Slush Pile for the Holidays!
Categories: Books & Authors, Shopping

How many shopping days are left? It'll take approximately the same amount of time to dig my office out from beneath the seasonal onslaught of gift books, many of them coffee table photo books for which I, humble journalist, have no coffee table. Thus, leaping from title to title, we start the emergency, shovel-my-way-to-freedom Holiday Edition Slush Pile with Pop Surf Culture (Santa Monica Press, $39.95), which surveys album covers, movie posters, fashion, and movie icons like Annette Funicello (because she really knew how to surf, right?). Also on the beach are, yes, the Beach Boys and Dick Dale. The design vibe and cultural cues are all retro, like the Tiki fad or hot-rod mags. And what might be called high surf culture effectively ends, in these pages at least, before skateboarding and grunge. Entirely absent is our current vogue of surfing as emblem of consumption or vacationing, the Laird Hamilton-branded upscale leisure and lifestyle pursuit by way of Hawaiian real estate and Patagonia catalog porn. A short few final chapters try (unpersuasively) to extend the old lineage into recent decades, but Pop Surf Culture mainly celebrates a vintage aesthetic that may've ended with The Endless Summer (or maybe Big Wednesday). The sport was never pure or uncommercialized (hence all the design artifacts), but it was a more innocent form of commercialization.
Oh, but there couldn't be surfing without...
Related (from the same publisher, in fact), Clouds ($24.95) shows us where much of the planet's water is actually contained. Or cycled, since it's constantly flowing down to earth to sea and back up again. Global warming figures here (as above), though the cloud-spotting and meteorology aspect is less comprehensive than the recent The Weather of the Pacific Northwest published by UW expert Cliff Mass.
But where do the clouds and water and weather come from? All is explained in The Encyclopedia of Earth: A Complete Visual Guide (University of California Press, $39.95), ideal for the smart, curious child, since its many illustrations include both penguins and sharks. Also: bubbling volcanoes, Egyptian hieroglyphs, burrowing moles, comprehensive maps, charts, and diagrams, and neatly color-coded flippable sections--including the ominous "Human Impact." And we all know from Al Gore what that is.

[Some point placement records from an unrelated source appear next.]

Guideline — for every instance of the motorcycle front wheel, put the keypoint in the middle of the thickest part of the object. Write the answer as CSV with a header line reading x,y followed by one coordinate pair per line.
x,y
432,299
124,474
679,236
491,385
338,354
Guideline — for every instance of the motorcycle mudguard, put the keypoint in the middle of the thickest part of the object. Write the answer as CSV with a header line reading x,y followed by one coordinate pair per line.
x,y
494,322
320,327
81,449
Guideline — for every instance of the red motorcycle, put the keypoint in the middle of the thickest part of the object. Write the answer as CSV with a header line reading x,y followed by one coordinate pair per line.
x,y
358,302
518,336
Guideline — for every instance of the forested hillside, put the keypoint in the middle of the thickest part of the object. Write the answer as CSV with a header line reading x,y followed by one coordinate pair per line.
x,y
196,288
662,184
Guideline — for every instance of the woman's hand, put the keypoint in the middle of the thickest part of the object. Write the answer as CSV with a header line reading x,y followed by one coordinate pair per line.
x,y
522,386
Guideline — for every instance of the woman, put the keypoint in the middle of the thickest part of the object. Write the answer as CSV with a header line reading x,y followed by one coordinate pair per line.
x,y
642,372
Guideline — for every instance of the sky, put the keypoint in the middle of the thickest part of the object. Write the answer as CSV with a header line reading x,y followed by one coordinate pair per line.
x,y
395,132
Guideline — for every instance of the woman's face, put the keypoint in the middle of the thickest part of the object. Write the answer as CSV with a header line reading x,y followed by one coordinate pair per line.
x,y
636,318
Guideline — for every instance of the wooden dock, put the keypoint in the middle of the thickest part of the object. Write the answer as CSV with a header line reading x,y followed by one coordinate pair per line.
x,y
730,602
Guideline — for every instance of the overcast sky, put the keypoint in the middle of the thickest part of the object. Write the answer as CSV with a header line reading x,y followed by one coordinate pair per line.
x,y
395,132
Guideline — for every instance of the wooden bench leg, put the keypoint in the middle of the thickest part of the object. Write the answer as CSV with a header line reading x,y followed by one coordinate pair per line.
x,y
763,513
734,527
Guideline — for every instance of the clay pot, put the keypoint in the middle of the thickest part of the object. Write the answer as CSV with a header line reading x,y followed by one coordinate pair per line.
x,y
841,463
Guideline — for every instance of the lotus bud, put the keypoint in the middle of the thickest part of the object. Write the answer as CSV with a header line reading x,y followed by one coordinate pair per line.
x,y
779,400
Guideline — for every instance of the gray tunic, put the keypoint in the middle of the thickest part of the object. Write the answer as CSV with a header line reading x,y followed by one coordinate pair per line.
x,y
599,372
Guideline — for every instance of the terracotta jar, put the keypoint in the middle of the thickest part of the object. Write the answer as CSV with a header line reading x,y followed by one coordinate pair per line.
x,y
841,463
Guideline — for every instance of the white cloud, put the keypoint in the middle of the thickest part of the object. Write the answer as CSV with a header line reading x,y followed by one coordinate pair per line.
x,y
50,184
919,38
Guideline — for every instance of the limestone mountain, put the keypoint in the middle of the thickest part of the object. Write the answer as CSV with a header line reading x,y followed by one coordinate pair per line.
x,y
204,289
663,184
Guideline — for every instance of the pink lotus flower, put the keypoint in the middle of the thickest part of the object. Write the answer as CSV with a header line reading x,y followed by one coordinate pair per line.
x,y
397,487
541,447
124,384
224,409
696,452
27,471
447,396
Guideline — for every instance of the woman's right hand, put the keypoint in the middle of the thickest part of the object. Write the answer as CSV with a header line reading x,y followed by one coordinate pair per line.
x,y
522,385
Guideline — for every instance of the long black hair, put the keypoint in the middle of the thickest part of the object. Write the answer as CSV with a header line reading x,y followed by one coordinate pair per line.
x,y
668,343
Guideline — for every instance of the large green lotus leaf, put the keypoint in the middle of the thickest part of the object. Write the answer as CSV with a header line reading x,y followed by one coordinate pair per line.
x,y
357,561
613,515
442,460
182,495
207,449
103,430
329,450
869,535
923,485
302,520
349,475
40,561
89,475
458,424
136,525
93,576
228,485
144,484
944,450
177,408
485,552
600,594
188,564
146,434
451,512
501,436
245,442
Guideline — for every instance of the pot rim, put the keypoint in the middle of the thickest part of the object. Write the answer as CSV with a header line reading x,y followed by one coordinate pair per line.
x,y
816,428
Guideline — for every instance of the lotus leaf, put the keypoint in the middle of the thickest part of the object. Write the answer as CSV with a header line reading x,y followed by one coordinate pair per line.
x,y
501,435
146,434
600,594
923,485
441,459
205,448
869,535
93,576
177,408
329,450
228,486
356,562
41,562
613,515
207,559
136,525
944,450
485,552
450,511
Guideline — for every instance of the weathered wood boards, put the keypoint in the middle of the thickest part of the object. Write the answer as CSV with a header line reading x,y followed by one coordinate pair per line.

Oh, but let's take a break from environmental gloom and doom! Let's sip tea in The English Garden (Phaidon, $24.95)! There's nothing about resource conservation here--just spread after spread of spectacular, multi-acre estates that require dozens of gardeners (servants? serfs?) to tend. And a lot of English history in the thumbnail descriptions of each garden. We meet noted figures including Thomas More, Inigo Thomas, John Ruskin, and Edwin Lutyens. So it's not all lawn porn. We learn a little something, too.
And if you want to learn more, a lot more, try The New York Times: The Complete Front Pages, 1851-2008 (Black Dog & Leventhal, $60), which will crush most coffee tables. Something like the complete New Yorker cartoon anthologies, this one comes with DVDs, since only 300 actual covers are contained in the volume. Here are World War II, the Titanic sinking, Son of Sam, the Great Depression, and, more recently, the Iraq War. Gradually we move from a text-only front page, up to eight columns wide, into the era of graphics, illustrations, and, finally color photos. In an age when most of the NYT is already searchable on the Web, when many of us compulsively surf from news story to news story, the mode of flipping through a large, heavy, and incomplete book does seem archaic. (I like the section intros better, written by NYT staff and with better photos.) And yet there are pleasant surprises. Back on May 21, 1980, three days after our Mount St. Helens erupted, how many in our region actually read the NYT or had it delivered to our homes? And yet there we are, dominating the national news, with a front-page photo spread--by a local amateur photographer!--tiled vertically down the center of the most important paper in the world.